Simply illustrated, the publisher’s fallacy goes like this: the publisher of a glossy mainstream sports magazine loves curling, so she thinks “since I love curling, and want to read more about it, my readers will too. So this issue, I’ll remove the regular hockey column and do a feature on curling”
This is a very dangerous assumption, because nothing will alienate an audience quicker than a thick layer of uninteresting or unwanted content in place of what they’re expecting. In this case, the majority of the readers want the usual column (after all, that’s why they buy the magazine), and when it’s gone, they are unhappy. They lose respect for the magazine and are less likely to buy it in the future.
So how does that affect our communications? Senior management often uses internal channels as a way to broadcast the things they are proud of, but not necessarily what the reader cares about. Obviously, management is extremely concerned with quarterly results, annual reports, and exco meetings that took place at fancy hotels in exciting places.

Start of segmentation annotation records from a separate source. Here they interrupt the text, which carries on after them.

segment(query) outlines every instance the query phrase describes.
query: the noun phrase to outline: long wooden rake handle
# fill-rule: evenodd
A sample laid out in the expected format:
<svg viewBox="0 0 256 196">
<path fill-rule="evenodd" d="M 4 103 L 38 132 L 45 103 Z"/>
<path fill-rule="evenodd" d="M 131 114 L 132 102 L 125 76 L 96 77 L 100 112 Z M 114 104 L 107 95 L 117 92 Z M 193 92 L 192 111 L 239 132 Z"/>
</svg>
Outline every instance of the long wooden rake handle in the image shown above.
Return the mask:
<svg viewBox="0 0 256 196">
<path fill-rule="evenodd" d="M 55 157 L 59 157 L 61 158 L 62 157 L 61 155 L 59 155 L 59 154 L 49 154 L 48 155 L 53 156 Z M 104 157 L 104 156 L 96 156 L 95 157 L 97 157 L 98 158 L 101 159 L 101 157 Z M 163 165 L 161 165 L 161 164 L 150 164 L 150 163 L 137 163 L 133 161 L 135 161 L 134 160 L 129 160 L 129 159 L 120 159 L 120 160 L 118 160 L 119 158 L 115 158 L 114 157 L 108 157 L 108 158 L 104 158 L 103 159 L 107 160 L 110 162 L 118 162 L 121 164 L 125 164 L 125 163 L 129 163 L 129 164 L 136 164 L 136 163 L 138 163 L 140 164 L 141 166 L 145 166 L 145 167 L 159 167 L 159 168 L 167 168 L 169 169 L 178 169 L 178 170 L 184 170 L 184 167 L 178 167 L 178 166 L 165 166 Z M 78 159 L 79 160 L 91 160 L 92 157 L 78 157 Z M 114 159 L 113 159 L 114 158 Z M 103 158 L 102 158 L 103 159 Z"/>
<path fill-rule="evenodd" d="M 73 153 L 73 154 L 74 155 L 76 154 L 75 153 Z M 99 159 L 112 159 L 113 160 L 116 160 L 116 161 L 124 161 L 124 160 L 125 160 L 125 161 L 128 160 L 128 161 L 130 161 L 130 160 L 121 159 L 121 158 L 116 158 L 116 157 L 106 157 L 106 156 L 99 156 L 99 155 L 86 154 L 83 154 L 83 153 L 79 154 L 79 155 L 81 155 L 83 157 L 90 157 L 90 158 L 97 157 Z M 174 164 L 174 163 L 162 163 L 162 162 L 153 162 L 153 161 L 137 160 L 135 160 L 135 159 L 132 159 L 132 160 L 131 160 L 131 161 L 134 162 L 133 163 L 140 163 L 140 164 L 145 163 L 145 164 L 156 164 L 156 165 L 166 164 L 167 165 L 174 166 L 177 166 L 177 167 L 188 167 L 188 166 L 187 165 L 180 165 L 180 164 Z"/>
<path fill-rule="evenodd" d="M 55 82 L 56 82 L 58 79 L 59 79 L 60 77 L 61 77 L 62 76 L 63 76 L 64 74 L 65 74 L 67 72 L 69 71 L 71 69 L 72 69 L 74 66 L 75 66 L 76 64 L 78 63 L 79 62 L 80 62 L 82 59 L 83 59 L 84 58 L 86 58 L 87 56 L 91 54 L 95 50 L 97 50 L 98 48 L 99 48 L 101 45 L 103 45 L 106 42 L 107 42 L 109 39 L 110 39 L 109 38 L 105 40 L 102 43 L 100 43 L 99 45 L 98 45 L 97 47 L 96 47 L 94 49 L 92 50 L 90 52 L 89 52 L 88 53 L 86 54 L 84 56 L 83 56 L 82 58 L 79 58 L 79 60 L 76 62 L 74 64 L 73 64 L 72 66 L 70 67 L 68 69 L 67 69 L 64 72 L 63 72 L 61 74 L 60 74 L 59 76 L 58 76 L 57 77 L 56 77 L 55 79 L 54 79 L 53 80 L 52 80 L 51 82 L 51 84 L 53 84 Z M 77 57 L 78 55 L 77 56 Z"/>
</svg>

But does the average reader care?
At best, it’s mildly interesting, and at worse, alienating. I have managed a channel which was filled with stories of the CEO and exco traveling around the world, drinking toasts and shaking hands – while at the same time, there was restructuring going on an major cost cutting exercises. Do you think the worker who just had his free soft drinks removed for cost reasons wants to see that the exco is flying around the world to have strategy meetings?
There are business rationales for all these activities, but the average reader doesn’t know them – making this use of the channel a grave misstep, and a classic example of the publisher’s fallacy.